ISSN 1470-3947 (print) | ISSN 1479-6848 (online)

Endocrine Abstracts (2006) 12 P26

Unusual causes of hypercalcaemia in a DGH

M Debono & R Banerjee

Department of Diabetes and Endocrinology, Luton and Dunstable Hospital, Luton, United Kingdom.


To describe a few cases of patients presenting with various unusual causes of hypercalcaemia to a District General Hospital.


Three case histories, including detailed results of laboratory tests, are presented, and the findings are discussed.

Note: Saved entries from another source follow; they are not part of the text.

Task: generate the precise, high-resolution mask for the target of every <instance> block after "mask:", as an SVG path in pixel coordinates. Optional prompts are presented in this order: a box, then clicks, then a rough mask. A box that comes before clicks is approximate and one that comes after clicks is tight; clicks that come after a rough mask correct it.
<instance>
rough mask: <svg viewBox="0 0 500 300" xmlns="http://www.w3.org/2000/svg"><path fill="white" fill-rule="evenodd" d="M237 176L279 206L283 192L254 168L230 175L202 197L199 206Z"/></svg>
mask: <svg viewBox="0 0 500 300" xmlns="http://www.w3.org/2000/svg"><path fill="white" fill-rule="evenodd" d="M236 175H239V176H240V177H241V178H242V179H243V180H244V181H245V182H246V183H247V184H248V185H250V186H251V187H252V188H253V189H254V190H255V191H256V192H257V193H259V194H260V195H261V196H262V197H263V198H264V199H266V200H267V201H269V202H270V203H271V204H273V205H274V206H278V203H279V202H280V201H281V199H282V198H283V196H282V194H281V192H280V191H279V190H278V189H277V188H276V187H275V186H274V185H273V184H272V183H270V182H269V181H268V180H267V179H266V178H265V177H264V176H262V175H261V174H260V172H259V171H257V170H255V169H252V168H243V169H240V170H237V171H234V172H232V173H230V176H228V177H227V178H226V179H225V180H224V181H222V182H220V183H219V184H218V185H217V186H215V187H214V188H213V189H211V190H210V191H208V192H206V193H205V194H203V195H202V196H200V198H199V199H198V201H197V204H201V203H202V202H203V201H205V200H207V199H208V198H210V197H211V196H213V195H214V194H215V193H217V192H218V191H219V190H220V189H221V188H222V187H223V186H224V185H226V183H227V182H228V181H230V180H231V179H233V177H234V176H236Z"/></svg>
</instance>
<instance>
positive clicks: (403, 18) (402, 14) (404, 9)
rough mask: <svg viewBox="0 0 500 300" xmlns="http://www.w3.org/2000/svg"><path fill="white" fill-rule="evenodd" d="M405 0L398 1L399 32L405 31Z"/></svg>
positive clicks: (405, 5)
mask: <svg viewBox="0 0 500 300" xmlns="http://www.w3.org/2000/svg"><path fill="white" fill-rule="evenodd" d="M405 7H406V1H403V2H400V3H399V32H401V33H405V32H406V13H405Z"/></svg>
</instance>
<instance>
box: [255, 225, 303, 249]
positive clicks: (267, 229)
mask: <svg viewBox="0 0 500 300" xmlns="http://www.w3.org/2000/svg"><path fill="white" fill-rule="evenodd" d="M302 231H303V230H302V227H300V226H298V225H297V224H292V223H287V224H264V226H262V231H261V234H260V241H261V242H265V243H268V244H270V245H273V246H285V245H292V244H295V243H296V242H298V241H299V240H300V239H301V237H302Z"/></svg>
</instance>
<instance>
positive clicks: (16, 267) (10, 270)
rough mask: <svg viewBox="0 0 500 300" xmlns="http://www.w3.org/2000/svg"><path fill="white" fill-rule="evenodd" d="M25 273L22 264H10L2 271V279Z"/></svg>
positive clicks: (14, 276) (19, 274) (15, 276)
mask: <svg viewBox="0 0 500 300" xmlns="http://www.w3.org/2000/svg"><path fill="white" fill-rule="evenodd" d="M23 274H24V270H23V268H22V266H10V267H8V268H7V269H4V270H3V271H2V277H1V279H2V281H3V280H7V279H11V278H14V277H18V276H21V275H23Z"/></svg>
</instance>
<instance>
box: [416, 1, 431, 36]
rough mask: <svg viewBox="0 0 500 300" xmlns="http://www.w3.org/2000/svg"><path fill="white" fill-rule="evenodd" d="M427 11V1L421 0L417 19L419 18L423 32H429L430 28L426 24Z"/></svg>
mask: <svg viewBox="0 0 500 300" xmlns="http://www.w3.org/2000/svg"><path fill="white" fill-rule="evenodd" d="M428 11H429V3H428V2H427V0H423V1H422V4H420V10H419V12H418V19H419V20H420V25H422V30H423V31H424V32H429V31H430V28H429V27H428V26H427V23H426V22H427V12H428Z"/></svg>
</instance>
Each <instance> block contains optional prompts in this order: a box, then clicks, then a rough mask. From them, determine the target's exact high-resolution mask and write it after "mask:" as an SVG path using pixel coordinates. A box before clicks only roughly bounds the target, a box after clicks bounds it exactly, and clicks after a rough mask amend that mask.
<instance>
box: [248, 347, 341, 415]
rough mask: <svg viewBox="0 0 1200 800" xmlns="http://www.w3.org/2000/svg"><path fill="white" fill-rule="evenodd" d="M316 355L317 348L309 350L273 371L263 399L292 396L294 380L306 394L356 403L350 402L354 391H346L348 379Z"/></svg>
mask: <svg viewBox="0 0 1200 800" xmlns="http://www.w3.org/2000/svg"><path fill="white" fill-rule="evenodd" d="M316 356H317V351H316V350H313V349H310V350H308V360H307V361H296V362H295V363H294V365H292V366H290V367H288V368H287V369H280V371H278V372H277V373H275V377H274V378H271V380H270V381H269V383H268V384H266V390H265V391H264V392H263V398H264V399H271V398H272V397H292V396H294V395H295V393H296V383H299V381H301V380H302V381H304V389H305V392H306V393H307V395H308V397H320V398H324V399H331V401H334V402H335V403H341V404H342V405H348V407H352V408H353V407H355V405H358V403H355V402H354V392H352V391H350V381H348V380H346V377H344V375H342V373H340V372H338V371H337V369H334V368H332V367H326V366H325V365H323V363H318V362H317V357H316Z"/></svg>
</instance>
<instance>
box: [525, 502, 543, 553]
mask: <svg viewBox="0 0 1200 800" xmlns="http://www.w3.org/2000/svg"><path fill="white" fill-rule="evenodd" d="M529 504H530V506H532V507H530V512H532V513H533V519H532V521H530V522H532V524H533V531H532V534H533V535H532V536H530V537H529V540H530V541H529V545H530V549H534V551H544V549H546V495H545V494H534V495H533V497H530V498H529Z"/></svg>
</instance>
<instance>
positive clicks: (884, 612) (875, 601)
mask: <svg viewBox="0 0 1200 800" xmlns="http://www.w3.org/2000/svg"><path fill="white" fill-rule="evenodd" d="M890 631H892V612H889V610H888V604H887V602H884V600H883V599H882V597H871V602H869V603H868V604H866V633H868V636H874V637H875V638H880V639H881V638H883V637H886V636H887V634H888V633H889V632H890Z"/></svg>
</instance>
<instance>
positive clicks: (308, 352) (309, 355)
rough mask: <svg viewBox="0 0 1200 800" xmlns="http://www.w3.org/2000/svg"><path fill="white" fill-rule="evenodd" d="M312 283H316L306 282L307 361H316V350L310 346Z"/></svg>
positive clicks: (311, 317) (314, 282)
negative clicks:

In the first case we describe an eighty year old patient recently started on lithium carbonate for manic-depressive illness. She was admitted with lithium overdose. Initial investigations showed high calcium levels which reversed on stopping lithium. Our next patient is a sixty six year old lady who way back in 1996 was diagnosed with skin sarcoidosis. She was then admitted to hospital in 2005 complaining of constipation, polyuria and frequent bone pains. Her calcium level was 3.75 mmol/l. Her calcium levels normalized on initiation of steroid treatment. Our final case describes a seventy five year old gentleman known to suffer from hypertension. In 2003, after suffering an inferior MI, he was started on indapamide for his uncontrolled hypertension. He was referred to the Endocrinology Clinic in 2005 after he was found to have a high calcium level. This was associated with a high PTH level both of which improved on cessation of indapamide. To our knowledge this is the first recorded case of indapamide induced hyperparathyroidism.


Hypercalcaemia is a common metabolic condition encountered in both inpatient and outpatient settings. Physicians can more successfully diagnose and treat patients with hypercalcaemia by being aware of the so many different types of aetiologies for this metabolic abnormality. Effective treatment options can then be implemented.